The arrest of two major cocaine brokers will further sour US-Venezuela relations and tarnish Hugo Chávez's image.
The arrest of two major cocaine brokers, José Joaquín Montes Ovalles and María Lilian Castellanos Boveda, both of whom identified themselves as ‘top representatives’ of the FARC in emails to an undercover DEA operative, will further sour US-Venezuela relations and tarnish the image of Pres. Hugo Chávez.
Montes and Castellanos face charges of conspiring to smuggle 1,000 kilograms of the drug from airstrips in Venezuela to points northward. While Chávez claims he needs greater power over the ports and is surprised to learn that Venezuela is a major transit point for Colombian cocaine, in 2005 he suspended almost all counternarcotics cooperation with the DEA, claiming they were spies aiming to destabilize his government.
However, last September the two countries skirmished so badly over US Treasury Department (which controls the DEA) accusations that two top Venezuelan intelligence officials provided weapons and protection of cocaine shipments for the FARC, they kicked out each others’ ambassadors.
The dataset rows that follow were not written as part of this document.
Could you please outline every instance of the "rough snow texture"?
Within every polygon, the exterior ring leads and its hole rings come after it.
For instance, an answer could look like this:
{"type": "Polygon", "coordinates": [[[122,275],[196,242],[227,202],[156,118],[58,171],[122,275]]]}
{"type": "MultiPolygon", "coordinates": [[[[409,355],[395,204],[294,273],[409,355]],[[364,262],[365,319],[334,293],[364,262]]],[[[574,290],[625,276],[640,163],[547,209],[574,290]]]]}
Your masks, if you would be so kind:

This arrest further fuels those fires.
Extradition to the US is the Colombian drug trafficker’s greatest fear, and these two will be under extreme pressure to name their FARC and Venezuelan colleagues.
Growing evidence of cooperation by Chávez government officials with the FARC, a terrorist organization, could make Venezuela a state sponsor of terror – complete with draconian travel and investment restrictions. Although reliance on Venezuelan oil makes that possibility remote, you should watch this space for interesting repercussions.